Additional Documents: Slides Video

Associated Event: NDSS Symposium 2017


The growing commoditization of the underground economy has given rise to malware delivery networks, which charge fees for quickly delivering malware or unwanted software to a large number of hosts. A key method to provide this service is through the orchestration of silent delivery campaigns. These campaigns involve a group of downloaders that receive remote commands and then deliver their payloads without any user interaction. These campaigns can evade detection by relying on inconspicuous downloaders on the client side and on disposable domain names on the server side.

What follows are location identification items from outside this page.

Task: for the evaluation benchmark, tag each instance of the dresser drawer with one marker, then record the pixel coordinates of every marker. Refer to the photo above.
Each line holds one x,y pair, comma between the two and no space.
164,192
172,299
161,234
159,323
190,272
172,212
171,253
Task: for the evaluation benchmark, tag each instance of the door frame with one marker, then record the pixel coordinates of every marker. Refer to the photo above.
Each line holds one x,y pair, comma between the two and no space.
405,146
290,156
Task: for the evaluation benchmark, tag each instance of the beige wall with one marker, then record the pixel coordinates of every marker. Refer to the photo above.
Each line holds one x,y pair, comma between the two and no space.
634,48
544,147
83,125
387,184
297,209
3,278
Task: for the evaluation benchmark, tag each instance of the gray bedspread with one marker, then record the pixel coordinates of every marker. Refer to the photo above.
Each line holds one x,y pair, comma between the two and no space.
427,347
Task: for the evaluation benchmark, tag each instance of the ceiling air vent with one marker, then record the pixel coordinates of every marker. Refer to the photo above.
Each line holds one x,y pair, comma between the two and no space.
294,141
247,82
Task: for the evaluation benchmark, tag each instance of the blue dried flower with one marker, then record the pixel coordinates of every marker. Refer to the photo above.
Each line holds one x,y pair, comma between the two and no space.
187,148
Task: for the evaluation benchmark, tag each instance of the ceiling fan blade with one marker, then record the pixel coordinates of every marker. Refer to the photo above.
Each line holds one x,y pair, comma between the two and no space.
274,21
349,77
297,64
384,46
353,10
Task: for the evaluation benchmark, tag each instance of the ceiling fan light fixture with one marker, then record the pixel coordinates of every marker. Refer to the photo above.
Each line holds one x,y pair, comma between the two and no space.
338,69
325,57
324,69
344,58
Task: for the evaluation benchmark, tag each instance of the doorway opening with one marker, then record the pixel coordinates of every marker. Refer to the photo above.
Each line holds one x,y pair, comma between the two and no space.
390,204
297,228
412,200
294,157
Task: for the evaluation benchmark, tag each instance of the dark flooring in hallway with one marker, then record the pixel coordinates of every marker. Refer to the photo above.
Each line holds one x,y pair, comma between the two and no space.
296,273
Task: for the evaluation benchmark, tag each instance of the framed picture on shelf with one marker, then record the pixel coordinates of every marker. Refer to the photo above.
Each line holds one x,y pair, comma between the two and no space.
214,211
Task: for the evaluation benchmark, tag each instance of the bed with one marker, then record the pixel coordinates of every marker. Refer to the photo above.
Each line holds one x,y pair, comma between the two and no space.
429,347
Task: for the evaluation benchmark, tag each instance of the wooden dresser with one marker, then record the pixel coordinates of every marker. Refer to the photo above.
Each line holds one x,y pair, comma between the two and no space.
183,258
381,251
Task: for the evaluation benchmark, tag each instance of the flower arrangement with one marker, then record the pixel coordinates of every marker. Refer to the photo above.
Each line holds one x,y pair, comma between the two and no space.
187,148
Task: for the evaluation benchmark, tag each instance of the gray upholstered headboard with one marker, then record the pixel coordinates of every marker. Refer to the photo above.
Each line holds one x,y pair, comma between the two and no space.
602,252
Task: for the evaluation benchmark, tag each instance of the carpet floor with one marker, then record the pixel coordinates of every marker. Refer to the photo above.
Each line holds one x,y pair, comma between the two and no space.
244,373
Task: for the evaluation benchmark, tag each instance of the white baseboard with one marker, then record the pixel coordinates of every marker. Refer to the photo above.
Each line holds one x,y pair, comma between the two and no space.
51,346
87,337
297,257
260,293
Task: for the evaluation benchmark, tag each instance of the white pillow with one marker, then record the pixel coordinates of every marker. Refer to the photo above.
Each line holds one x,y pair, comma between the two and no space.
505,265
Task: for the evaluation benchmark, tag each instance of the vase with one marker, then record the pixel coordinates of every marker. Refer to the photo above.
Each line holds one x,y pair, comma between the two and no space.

We describe Beewolf, a system for detecting silent delivery campaigns from Internet-wide records of download events. The key observation behind our system is that the downloaders involved in these campaigns frequently retrieve payloads in lockstep. Beewolf identifies such locksteps in an unsupervised and deterministic manner, and can operate on streaming data. We utilize Beewolf to study silent delivery campaigns at scale, on a data set of 33.3 million download events. This investigation yields novel findings, e.g. malware distributed through compromised software update channels, a substantial overlap between the delivery ecosystems for malware and unwanted software, and several types of business relationships within these ecosystems. Beewolf achieves over 92% true positives and fewer than 5% false positives. Moreover, Beewolf can detect suspicious downloaders a median of 165 days ahead of existing anti-virus products and payload-hosting domains a median of 196 days ahead of existing blacklists.